In “Candlelight Christmas,” Saturday at St. Bartholomew’s Episcopal Church, they delivered the most satisfying concert of this classical holiday season — a model for how to do it — and were joined by organist Brad Hughley and St. Bartholomew’s a capella Schola.
Their program covered about a dozen short vocal and instrumental works of 17th century German composers, including Buxtehude, Biber, Pachelbel — the generations before Bach and Handel.
An eloquent speaker, Holloway explained that music of Christmas is often in the warm, lulling 6/8 meter of cradle songs and often pastoral in character: naïve and rustic, of shepherds celebrating the season. When you combine that mood with the contrapuntal elegance and harmonic gravitas typical of the German school, you get Christmas music of uncommon sincerity and substance — the perfect antidote to an overdose of “Jingle Bell Rock.”
The evening began with carillon bells pealing outside the sanctuary, the first of many touches that helped create an air of ceremony and, at times, a sense of musical holiness.
The evening’s highlights can when New Trinity were on their own — pared down for this concert to just two violinists, Holloway and Mirna Ogrizovic, with continuo provided by Predrag Gosta on chamber organ and Christina Babich on cello.
In Biber’s Sonata “Pastorella” Holloway’s fiddle sang, stomped and swayed, rhythmically sturdy and viscerally thrilling. They emphasized the bizarre chromaticism of Johann Joseph Fux’s “Sonata Pastorale,” making this music from the early 1700s anticipate Viennese classicism or, alternatively, experimental modern music.
Soprano Julia Matthews, based in Reading, Pa., joined them for several brief cantatas. She was most convincing in Christoph Bernhard’s “Fear you not” (“Weihnachtskonzert”), where she summoned a choir boy’s chaste “white” tone but also let loose a few moments of operatic opulence.

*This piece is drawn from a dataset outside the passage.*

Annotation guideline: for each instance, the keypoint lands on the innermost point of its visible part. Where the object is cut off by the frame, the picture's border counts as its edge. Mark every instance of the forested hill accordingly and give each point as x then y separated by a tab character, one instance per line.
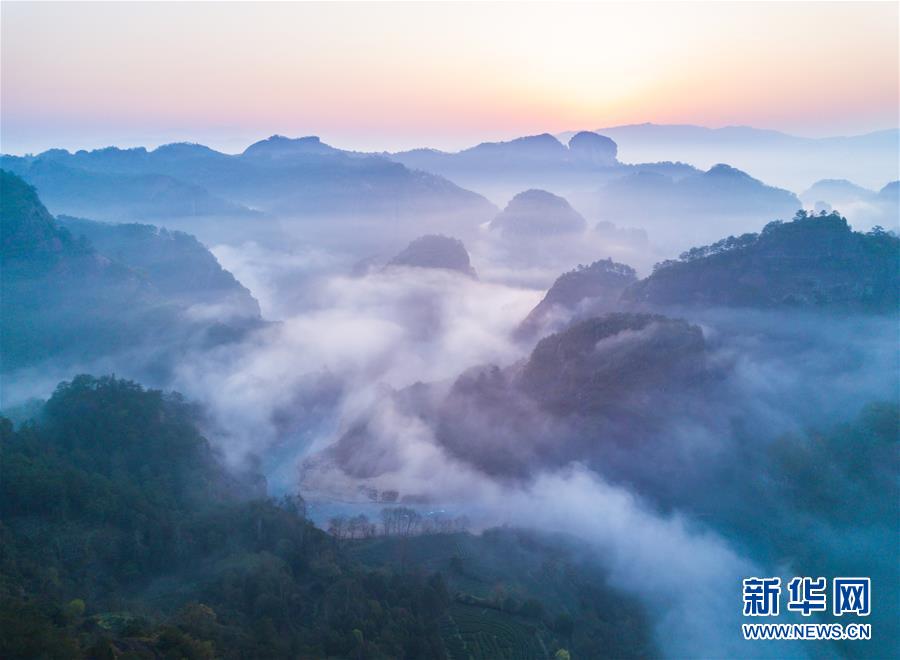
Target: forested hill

Hughley, playing St. Bart’s great Rosales pipe organ, was at his best in Buxtehude’s Passacaglia in D minor, in thick swaths of glorious, lucid sound. Near concert’s end, the Schola — a group of enthusiastic amateurs — sang Michael Praetorius’ “A Rose Sprang Up” an ancient Christmas chorale that seemed to sum up the mood of the season.
New Trinity’s next performance, Feb. 11, continues to explored this rich era in a program titled “Baroque Before Bach.”